Stop Building Dashboards

Abstract

In today’s data-driven world, Business Intelligence (BI) tools promise powerful insights and streamlined reporting. Yet, the humble spreadsheet and slideshow persist in the white-collar world. While BI tools manages complex analysis and visualization, spreadsheets and slideshows offer unique advantages that keep them firmly entrenched in our workflows.

Overview

Some reasons why spreadsheets and slideshows persist in the office workflow, include:

Familiarity and Ease of Use
Flexibility and Control
Storytelling and Communication
Collaboration and Sharing
Ad-hoc Analysis and Exploration
Cost and Accessibility

While BI tools may be transforming the way we analyze data, it’s clear that spreadsheets and slideshows aren’t going anywhere anytime soon. They serve a different purpose, filling a gap that BI tools often miss.
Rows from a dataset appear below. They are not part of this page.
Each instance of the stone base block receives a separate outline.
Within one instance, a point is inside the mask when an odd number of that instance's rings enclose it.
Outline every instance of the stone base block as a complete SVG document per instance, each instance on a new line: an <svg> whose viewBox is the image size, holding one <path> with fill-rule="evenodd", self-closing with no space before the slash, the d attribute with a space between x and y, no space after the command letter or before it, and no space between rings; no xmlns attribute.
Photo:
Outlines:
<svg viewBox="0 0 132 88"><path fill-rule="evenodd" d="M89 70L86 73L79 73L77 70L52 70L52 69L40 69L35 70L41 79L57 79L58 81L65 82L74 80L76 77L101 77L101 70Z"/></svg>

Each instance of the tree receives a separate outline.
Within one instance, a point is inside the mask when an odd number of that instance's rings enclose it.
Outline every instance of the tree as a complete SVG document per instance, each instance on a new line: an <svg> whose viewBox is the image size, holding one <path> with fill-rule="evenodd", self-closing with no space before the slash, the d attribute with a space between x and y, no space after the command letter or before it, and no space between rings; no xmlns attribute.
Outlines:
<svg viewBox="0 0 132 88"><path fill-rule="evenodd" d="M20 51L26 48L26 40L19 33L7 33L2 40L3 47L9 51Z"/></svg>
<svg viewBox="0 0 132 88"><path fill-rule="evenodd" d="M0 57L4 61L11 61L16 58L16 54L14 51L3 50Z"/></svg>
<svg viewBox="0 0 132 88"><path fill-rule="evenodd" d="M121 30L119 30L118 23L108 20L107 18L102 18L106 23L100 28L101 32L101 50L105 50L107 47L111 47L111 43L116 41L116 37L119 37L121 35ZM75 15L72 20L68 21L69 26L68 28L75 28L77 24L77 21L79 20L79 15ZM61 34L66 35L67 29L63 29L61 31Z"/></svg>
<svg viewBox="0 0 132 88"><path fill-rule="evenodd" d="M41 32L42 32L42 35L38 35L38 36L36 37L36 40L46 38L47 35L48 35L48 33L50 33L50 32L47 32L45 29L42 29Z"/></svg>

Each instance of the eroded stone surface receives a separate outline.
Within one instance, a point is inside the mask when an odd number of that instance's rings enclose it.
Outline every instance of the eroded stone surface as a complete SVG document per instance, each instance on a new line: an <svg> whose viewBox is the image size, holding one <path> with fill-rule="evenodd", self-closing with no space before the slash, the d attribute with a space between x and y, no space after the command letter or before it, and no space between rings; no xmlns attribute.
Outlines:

Building a Python-Powered Data Pipeline

Business Intelligence (BI) tools are powerful, but they can also be expensive and complex. What if you could build a custom, flexible, and potentially more cost-effective solution using Python?

This post explores how you can leverage Python to collect, transform, and deliver data to Spreadsheets and Slides for compelling presentations. Why Python?

Python has become a powerhouse in data science and automation. Its rich ecosystem of libraries makes it ideal for data manipulation, and seamless slides interaction. This combination offers a powerful alternative to traditional BI tools for certain use cases.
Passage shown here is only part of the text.